Eating Crow in the Disk Queue

Note: This is a fictionalized account. If it sounds exactly like your company, that’s just because dysfunction has a standard operating procedure.

Eating Crow in the Disk Queue

“Sometimes the fix you mocked last time is the only fix this time.”

We had another P1 today.

Last outage, I gave the team grief for restarting the server before finding the root cause. Restarting without diagnosing felt like hitting CTRL+ALT+DEL on your career. I chided them because, in my mind, we needed to understand the why before we reached for the power button.

Fast forward to today. Guess who was on call?

Me.

The data warehouse SQL Server started gasping for breath. Jobs piled up. Maintenance tasks collided with reporting queries. The disk queue went vertical. It was like watching cars jammed on a one-lane bridge while more and more trucks arrived.

I dug deeper and found the real problem:
We had the wrong VMware disk driver installed. LSI instead of PVSCSI. On a production data warehouse server.

And here’s the kicker. This wasn’t a new mistake. The servers had been built this way since 2019: SIX YEARS of wrong drivers quietly sitting under our data warehouse.

I joined in 2023, and a few months later, after uncovering collation mismatches and other oddities, I asked the data center team about the disk drivers. They told me everything was fine. They were the experts, so I believed them. What they hadn’t done was read the SQL Server best practices guide. And I didn’t yet have the knowledge to challenge their answer.

The result: I spent the past two years trying to stabilize a server that was doomed by a silent misconfiguration that had been festering for six.

Under load, the LSI driver just collapsed. The queue backed up, and it didn’t matter what you canceled. Even if we disabled all the jobs, it would have taken hours to clear the backlog because of how the queue itself was being handled.

The only way out? The exact fix I had mocked: cancel everything and restart the server.

So that’s what I did. And then I ate crow.

I apologized to the team and admitted, out loud, that apparently I can be wrong. I even said it as a nudge; because everyone thinks I think I’m always right.

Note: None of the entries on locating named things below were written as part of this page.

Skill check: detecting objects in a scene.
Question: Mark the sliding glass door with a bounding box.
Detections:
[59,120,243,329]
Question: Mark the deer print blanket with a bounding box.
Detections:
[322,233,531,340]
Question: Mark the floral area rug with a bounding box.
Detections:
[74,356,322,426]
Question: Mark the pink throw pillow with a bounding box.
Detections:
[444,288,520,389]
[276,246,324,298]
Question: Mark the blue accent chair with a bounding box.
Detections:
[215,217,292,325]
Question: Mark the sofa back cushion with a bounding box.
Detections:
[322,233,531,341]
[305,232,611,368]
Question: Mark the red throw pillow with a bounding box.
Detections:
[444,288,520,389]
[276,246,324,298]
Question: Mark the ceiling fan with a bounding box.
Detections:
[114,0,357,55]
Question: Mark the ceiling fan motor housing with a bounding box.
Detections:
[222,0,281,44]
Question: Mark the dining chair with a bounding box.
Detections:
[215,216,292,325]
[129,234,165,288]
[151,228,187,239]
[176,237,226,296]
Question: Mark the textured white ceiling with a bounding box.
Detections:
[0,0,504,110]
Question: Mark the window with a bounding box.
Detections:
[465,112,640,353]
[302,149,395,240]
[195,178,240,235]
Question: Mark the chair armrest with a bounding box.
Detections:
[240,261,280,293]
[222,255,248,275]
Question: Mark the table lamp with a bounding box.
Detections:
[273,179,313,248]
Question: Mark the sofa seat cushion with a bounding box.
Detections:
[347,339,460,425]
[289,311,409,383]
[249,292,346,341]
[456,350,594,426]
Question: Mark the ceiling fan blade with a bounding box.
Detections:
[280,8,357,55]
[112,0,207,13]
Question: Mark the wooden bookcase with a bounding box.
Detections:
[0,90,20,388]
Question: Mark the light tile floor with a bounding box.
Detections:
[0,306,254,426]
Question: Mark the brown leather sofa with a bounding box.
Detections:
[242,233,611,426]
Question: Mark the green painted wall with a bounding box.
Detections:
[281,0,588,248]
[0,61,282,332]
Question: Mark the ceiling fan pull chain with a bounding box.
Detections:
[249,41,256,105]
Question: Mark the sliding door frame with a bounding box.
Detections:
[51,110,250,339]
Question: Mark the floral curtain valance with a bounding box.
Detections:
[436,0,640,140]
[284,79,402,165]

The lesson? Trust, but verify. Expertise without the manual is just confidence in costume. And sometimes, the crow you eat is served hot from a VMware driver misconfiguration.

The Illusion of Stability

The astounding part is that, despite the wrong driver, we still managed to make the server mostly stable.

When I started in 2023, Idera was screaming red alerts every single day. With indexing, maintenance, and query rewrites, we pushed it down into “constant yellow with only occasional spikes of red.”

Of course, when the red came back, it was RED: the kind of red that stops everything.

So we weren’t fixing the real problem. We were just painting over it in warmer shades.

Epilogue

We’re now pushing the data center team to correct the driver. Six years is long enough. With PVSCSI in place, this particular flavor of outage shouldn’t ever return.

At least next time I eat crow, it will be for a different mistake.

Disclaimer: Any resemblance to actual companies, teams, or outages is coincidental. Because, surely, no real organization would leave a production data warehouse on the wrong VMware driver for six years.